The United Nations Human Rights Council
Nigeria has defended its appalling human rights record with regard to gays and lesbians at the United Nations Human Rights Council (UNHRC).
On Tuesday, the country’s Universal Periodic Review of its human rights took place at the UNHRC in Geneva.
One of the issues addressed was the Same Sex Marriage Prohibition Bill, which was passed by the Nigerian Parliament in May but is still awaiting presidential approval.
Among the recommendations to Nigeria from the UNHRC working group was the “repealing of all legislation that criminalises persons on the basis of their sexual orientation or gender identity and amending the Same Sex Marriage Bill and prevent violence against them”.
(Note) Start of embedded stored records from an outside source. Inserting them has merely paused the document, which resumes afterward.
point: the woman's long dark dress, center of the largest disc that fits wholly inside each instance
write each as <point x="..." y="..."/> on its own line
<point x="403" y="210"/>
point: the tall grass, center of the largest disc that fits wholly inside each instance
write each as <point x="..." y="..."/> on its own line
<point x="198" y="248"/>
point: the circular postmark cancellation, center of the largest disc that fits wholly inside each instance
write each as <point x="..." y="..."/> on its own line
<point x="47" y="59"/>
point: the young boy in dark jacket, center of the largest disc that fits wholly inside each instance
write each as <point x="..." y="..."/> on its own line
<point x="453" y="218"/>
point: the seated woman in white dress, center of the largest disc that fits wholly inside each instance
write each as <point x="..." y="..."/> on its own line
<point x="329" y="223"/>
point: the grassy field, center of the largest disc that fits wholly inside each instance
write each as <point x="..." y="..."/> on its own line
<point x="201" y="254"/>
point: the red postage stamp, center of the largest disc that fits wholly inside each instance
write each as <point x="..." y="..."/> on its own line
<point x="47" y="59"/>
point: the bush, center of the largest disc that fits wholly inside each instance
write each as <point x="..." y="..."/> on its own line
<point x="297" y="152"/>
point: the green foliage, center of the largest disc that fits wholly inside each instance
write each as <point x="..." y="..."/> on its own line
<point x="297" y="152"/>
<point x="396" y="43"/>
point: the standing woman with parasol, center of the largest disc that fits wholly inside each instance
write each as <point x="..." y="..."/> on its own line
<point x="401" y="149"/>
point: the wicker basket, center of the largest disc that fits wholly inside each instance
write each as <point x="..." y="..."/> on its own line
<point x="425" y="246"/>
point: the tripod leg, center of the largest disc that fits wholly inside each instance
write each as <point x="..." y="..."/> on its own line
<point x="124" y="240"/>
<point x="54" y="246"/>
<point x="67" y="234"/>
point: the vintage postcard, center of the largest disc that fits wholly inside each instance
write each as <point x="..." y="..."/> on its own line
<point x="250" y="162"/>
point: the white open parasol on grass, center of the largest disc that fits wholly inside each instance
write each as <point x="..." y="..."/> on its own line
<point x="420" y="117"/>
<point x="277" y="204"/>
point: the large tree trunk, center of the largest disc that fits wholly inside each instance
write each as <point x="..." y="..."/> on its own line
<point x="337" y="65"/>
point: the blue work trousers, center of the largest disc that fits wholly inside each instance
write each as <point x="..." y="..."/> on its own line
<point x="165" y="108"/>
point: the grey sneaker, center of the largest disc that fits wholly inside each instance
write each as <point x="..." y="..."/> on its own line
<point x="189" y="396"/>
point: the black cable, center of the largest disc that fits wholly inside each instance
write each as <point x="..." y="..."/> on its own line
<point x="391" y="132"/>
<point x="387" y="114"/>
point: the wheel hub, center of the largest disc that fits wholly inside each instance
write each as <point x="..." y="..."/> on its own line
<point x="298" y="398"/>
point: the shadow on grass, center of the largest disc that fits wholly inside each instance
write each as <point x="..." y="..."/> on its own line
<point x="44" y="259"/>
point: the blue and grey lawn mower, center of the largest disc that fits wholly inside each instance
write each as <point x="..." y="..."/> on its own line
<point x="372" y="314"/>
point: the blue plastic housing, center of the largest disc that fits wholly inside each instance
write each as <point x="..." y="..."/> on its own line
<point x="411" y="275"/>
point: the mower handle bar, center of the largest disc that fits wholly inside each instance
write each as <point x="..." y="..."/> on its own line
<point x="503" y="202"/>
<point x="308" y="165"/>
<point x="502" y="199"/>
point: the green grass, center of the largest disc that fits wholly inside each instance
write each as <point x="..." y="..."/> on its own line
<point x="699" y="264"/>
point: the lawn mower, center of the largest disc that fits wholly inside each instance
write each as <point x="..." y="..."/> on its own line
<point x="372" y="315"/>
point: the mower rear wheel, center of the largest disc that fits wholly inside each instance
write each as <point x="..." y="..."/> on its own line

According to the Nigerian media, the country’s Attorney General and Minister of Justice, Mohammed Adoke, said that Nigeria rejected the recommendations of “some countries on same sex marriage, because it is against its national values”.
He told the council that “Recent polling data suggests that 92 percent of Nigerians support the Anti Same-Sex Marriage Bill passed by the Senate”.
Adoke added: “Christianity and Islam, which are the major religions in Nigeria, also recognise marriage as relationship between a man and woman. Same-sex marriage is not in the culture of Nigerians.”
He went on to state that “Sexual and gender minorities are not visible in Nigeria and there is no officially registered association of gays and lesbians” and that same-sex marriage is “not a human rights issue in Nigeria”.
Same-sex marriages are already not recognised under Nigerian law, but the Same Sex Marriage Bill goes much further than simply blocking their registration.
The proposed law will actually jail anyone involved in same-sex marriage ceremonies (including the guests), anyone showing same-sex affection and anyone who does not turn in gay people to the authorities.
While he at least addressed the issue of same-sex marriage, Adoke failed to even try to justify the continued criminalisation of homosexuality in his country, which includes punishment of up to 14 years imprisonment or death by stoning in northern Islamic regions.
According to Erasing 76 Crimes, there are least 12 LGBT people currently on trial or already in jail in Nigeria on charges of homosexuality.